WWII airman’s remains buried

Associated Press

WASHINGTON – The remains of a World War II bomber crewman, lost during a raid over Europe in 1944, were buried with military honors Tuesday at Arlington National Cemetery.

Staff Sgt. Robert W. McKee of Garvey, Calif., was a gunner on a B-24 Liberator that took off from Pantanella, Italy, on Dec. 17, 1944, to bomb targets near Blechhammer, Germany, according to a statement from the Defense Department’s POW/Missing Personnel Office.

The plane crashed in Hungary, and McKee and another crewman were killed. The other nine crewmen bailed out and survived.

The remains of the other crewman were found after the war in a cemetery in nearby Felsosegesd, Hungary, but McKee’s fate remained a mystery.
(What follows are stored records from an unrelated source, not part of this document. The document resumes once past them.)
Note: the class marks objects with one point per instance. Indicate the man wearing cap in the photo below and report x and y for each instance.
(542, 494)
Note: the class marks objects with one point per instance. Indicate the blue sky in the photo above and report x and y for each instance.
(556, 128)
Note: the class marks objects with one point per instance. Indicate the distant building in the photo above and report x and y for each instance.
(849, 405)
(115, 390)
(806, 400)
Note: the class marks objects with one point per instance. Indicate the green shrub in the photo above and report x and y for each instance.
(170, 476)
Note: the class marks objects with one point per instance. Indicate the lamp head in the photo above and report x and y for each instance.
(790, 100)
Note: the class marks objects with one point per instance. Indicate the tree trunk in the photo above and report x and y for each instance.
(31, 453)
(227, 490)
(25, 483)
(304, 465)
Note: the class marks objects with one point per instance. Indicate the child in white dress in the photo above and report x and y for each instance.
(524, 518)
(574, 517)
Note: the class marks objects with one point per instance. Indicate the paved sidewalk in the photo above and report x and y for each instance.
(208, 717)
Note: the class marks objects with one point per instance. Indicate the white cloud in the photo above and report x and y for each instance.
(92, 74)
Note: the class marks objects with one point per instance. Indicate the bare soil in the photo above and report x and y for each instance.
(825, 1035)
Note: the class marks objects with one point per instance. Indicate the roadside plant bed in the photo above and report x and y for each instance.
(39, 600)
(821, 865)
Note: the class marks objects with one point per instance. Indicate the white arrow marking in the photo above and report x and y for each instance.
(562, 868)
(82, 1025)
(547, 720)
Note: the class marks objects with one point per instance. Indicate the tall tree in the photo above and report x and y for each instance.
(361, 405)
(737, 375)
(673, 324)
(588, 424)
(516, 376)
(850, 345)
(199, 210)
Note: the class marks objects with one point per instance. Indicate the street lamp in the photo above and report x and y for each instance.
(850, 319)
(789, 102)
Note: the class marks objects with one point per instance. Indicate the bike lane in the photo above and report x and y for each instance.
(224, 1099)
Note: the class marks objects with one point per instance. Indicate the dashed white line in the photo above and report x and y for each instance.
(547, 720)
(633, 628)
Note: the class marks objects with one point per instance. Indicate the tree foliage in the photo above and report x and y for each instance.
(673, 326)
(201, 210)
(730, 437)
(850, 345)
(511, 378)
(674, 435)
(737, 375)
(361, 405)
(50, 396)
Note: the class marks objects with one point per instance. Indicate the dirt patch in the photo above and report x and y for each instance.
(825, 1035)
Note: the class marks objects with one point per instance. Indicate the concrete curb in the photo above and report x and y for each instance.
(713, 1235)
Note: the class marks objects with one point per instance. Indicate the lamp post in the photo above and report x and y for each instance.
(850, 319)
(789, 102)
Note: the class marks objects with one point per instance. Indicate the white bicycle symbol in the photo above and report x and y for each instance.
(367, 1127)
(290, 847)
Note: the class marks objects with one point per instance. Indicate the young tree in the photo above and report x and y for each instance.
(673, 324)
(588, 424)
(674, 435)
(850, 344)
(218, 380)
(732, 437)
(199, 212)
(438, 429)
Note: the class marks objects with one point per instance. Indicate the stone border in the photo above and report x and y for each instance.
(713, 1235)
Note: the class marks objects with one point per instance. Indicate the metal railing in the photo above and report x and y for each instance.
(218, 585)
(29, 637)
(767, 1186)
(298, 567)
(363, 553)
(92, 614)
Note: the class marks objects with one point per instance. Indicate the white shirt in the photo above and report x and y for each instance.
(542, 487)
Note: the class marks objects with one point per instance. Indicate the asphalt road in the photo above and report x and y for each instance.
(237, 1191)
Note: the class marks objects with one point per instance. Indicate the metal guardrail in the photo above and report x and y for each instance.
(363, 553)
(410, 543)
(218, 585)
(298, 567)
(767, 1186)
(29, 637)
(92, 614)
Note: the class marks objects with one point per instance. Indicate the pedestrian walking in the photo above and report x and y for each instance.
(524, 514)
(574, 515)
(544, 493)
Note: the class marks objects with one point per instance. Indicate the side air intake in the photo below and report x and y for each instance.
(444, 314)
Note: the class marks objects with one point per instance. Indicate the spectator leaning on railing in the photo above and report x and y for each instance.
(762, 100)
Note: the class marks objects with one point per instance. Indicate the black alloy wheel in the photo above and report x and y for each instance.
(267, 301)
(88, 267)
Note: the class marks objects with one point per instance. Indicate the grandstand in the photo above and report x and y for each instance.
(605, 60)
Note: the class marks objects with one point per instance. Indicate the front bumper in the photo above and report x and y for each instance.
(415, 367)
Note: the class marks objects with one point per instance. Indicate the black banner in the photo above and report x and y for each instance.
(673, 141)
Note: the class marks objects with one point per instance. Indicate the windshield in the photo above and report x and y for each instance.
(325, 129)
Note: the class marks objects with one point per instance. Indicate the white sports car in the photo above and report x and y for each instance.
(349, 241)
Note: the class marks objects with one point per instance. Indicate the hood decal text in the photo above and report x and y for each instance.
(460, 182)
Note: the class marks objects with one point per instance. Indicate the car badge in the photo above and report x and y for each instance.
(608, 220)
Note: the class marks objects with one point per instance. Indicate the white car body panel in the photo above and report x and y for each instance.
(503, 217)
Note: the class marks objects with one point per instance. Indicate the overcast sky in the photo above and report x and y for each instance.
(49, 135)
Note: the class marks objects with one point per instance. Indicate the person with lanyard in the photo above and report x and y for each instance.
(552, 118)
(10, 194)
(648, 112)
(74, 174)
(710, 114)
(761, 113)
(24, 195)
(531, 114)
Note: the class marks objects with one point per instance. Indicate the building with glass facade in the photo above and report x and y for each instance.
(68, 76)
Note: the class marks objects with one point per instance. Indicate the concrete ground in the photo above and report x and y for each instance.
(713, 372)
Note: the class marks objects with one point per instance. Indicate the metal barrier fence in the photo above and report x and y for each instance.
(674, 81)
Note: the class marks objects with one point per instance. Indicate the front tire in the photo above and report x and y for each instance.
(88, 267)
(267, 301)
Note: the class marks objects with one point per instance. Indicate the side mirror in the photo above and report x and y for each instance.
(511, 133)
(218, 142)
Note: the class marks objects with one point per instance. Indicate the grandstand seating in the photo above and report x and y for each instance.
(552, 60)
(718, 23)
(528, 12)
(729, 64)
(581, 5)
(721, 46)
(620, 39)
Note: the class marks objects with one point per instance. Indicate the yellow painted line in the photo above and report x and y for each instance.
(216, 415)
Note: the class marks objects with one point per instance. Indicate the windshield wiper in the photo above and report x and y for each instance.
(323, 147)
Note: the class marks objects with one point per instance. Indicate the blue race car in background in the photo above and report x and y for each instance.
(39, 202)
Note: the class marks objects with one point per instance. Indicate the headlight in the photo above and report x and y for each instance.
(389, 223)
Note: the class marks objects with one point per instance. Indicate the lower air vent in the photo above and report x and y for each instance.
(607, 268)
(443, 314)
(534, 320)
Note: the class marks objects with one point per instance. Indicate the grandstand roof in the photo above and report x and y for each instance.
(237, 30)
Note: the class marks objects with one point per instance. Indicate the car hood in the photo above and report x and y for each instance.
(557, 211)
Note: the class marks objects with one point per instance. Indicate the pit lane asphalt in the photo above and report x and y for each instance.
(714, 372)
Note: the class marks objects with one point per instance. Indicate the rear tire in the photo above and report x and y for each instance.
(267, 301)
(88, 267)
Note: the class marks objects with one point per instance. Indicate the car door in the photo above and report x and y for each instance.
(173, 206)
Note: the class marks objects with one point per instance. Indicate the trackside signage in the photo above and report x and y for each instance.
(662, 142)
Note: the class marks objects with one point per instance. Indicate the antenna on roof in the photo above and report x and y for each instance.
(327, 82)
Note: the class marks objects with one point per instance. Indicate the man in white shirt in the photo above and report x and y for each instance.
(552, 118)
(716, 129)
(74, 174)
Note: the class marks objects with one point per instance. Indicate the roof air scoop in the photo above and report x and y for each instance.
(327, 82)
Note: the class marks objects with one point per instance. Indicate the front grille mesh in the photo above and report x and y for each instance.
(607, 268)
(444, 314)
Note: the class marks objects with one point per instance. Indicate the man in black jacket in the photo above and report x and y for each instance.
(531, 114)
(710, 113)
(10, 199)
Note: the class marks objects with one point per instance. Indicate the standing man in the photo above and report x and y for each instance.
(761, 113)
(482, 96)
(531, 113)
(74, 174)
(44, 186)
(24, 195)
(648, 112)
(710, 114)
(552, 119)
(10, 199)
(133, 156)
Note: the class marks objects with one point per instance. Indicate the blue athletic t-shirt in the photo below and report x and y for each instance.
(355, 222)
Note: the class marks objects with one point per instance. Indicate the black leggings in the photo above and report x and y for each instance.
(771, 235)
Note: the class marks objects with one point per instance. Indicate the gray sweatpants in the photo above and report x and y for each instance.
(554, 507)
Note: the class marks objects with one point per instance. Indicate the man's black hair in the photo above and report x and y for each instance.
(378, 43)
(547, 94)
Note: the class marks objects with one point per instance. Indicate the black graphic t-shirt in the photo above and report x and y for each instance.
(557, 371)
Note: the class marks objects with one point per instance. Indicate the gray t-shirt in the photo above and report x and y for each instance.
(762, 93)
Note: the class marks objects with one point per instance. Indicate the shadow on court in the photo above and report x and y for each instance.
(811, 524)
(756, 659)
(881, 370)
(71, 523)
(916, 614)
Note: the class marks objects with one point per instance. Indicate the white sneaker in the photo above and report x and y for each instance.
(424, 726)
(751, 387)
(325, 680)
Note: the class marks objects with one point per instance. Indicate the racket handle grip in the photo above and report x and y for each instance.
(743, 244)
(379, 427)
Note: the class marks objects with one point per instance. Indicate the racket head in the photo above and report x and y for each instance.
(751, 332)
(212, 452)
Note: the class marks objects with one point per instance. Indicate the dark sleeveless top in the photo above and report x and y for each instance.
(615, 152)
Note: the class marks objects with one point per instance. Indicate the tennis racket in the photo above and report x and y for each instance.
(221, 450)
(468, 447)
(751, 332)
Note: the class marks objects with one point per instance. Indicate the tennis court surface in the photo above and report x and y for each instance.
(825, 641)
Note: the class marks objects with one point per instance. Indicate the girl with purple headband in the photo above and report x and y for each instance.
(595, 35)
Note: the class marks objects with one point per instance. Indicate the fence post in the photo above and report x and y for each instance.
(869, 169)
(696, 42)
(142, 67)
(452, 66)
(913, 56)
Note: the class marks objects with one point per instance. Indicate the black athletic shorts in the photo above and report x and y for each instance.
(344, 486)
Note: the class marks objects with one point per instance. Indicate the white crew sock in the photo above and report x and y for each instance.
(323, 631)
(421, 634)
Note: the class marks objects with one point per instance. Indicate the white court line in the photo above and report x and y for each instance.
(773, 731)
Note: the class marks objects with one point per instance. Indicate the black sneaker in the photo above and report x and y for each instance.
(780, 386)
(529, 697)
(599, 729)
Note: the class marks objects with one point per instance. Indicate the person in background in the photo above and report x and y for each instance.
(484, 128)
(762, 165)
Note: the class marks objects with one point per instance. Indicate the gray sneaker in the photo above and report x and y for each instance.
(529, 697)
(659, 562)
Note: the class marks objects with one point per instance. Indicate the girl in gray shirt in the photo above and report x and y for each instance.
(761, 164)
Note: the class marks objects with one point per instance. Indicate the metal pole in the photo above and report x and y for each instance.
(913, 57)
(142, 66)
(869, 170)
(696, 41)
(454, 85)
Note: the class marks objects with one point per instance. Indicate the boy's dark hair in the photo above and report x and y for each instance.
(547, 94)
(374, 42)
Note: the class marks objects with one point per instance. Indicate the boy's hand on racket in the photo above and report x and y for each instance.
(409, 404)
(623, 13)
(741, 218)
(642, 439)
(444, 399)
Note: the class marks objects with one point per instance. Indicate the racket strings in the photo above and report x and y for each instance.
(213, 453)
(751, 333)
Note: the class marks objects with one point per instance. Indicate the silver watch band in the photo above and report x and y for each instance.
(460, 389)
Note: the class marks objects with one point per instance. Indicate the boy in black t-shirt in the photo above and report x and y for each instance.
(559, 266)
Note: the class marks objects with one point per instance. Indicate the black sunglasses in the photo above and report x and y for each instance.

His identification tag was found buried with human remains from another plane crash near Vienna.

Analysts determined those remains were not McKee’s but another flyer’s, prompting researchers to conclude that McKee must have lost his tag while flying on that plane on another mission before it crashed.

In 1992, an undertaker found the remains of an American in a cemetery in BJohJonye, Hungary. Information from a Hungarian researcher suggested they might be McKee’s, and American scientists matched McKee’s DNA with two of his relatives.

About 88,000 Americans are listed as missing from all U.S. conflicts. Of those, 78,000 are from World War II.